となれば、こちらから差し出せる物を見繕わなければならない。妥当な『人手』はどうであろうか——いや、人手を集めるなら自分たち以外でもいいはずだ。さらに言うと、魔術師の集団に非戦闘員のユイとシュウが加わる価値はほぼない。もっと唯一性をもった要素が必要不可欠だ。

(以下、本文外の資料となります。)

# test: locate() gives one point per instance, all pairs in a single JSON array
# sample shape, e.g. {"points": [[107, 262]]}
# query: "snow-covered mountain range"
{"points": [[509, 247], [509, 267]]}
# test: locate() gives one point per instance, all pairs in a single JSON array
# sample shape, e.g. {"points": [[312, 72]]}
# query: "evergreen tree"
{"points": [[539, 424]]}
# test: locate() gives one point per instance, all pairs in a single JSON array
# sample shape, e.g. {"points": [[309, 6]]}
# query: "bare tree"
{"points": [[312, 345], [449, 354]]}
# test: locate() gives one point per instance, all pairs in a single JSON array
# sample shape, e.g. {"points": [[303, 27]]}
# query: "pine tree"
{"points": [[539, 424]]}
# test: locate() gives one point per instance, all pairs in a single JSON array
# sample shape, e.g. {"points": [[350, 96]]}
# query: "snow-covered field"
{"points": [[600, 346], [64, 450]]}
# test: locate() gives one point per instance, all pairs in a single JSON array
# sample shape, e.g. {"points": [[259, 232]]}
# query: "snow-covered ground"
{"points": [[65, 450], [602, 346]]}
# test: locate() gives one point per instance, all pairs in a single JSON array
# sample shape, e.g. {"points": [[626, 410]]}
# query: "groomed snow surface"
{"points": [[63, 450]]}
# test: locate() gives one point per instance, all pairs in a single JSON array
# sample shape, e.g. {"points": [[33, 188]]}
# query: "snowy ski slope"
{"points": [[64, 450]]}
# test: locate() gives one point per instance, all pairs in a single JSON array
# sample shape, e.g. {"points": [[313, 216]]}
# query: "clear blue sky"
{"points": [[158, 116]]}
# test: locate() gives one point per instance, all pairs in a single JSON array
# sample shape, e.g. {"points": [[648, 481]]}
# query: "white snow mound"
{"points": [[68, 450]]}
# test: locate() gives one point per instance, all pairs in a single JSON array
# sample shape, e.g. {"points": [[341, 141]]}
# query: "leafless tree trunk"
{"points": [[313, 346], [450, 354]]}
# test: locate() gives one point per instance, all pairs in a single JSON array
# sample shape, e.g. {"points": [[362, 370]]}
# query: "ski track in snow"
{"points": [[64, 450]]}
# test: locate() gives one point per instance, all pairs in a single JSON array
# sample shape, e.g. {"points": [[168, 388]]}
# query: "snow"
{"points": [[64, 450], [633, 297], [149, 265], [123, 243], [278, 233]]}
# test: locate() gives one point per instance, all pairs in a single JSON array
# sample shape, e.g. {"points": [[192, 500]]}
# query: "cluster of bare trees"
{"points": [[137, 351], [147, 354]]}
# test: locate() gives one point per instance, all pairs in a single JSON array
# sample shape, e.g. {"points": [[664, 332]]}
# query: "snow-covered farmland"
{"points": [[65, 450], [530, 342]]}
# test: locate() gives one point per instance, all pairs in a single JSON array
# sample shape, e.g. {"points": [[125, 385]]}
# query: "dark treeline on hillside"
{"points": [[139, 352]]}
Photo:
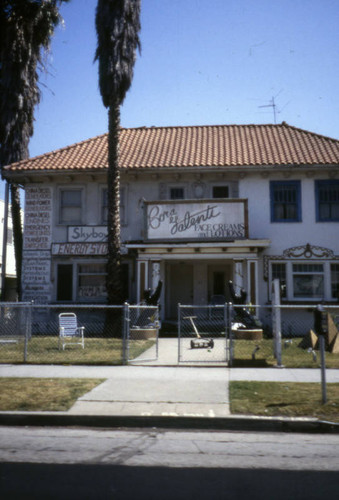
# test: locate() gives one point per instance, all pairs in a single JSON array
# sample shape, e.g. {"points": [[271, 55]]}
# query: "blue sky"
{"points": [[202, 62]]}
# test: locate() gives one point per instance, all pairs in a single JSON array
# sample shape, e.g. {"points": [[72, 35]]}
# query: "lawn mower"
{"points": [[199, 342]]}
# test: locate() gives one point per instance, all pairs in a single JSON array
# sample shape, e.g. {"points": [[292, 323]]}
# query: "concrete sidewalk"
{"points": [[153, 395]]}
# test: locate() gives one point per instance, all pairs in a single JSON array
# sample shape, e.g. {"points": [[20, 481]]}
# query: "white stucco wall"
{"points": [[10, 261]]}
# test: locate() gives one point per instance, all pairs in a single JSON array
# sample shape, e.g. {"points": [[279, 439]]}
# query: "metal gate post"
{"points": [[28, 330], [179, 332], [125, 340], [230, 333]]}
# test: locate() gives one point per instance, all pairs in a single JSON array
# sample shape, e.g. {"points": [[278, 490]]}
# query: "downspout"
{"points": [[4, 245]]}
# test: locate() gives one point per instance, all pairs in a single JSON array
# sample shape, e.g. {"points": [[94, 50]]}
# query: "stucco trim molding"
{"points": [[307, 251]]}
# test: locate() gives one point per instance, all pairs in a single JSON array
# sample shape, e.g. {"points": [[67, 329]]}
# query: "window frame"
{"points": [[63, 222], [318, 184], [179, 186], [78, 264], [221, 186], [290, 183], [330, 275]]}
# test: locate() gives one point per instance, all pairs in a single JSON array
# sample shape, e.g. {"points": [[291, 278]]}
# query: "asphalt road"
{"points": [[53, 463]]}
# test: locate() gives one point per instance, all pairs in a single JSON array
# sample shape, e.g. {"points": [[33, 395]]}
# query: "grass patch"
{"points": [[288, 399], [292, 356], [40, 394], [44, 350]]}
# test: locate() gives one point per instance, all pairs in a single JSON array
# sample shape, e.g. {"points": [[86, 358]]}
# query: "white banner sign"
{"points": [[79, 249], [210, 219], [87, 234]]}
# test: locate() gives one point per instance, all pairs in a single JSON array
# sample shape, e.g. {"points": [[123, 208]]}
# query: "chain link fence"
{"points": [[256, 336], [142, 333], [30, 333], [203, 334], [299, 341]]}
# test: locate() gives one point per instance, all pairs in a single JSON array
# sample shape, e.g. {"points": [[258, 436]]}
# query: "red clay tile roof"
{"points": [[180, 147]]}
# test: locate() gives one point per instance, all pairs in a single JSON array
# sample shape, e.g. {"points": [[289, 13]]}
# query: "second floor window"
{"points": [[177, 193], [285, 201], [327, 200], [220, 192], [70, 206]]}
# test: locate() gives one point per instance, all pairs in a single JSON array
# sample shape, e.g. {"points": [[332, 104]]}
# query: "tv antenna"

「魔術師を仲間にするための交渉で差し出せる対価なら、何がある……?」
自身の尺度では推し量れないと悟ったシュウは、ユイに助け舟を出した。
「うーん……100%ではありませんが、交渉相手が魔術師なら、私が真正の魔術師という理由だけで、向こうに充分なメリットになります。何せ、手の内に置いておくだけで、一つの厄災が減りますからね」
「人間爆弾による危険が一つなくなるってことか」
「はい……それに、一勢力がこの小さな島国に訪れる理由としても、真正の魔術師を探し求めての事だと思います……お兄さんも魔術師予備軍なので、戦力の確保になりますし、対価としては充分かと……」
シュウの問いにユイは淡々と答えていく。毅然と答えを紡ぎだす彼女の聡明さには感謝と感嘆が絶えない。
そんな二人のやり取りについて行けず、除け者状態のエリサは荒唐無稽な話題に終始疑問符を浮かべていた。そもそも、彼女は魔術という存在を信じる信じないどころか、知りもしないのだ。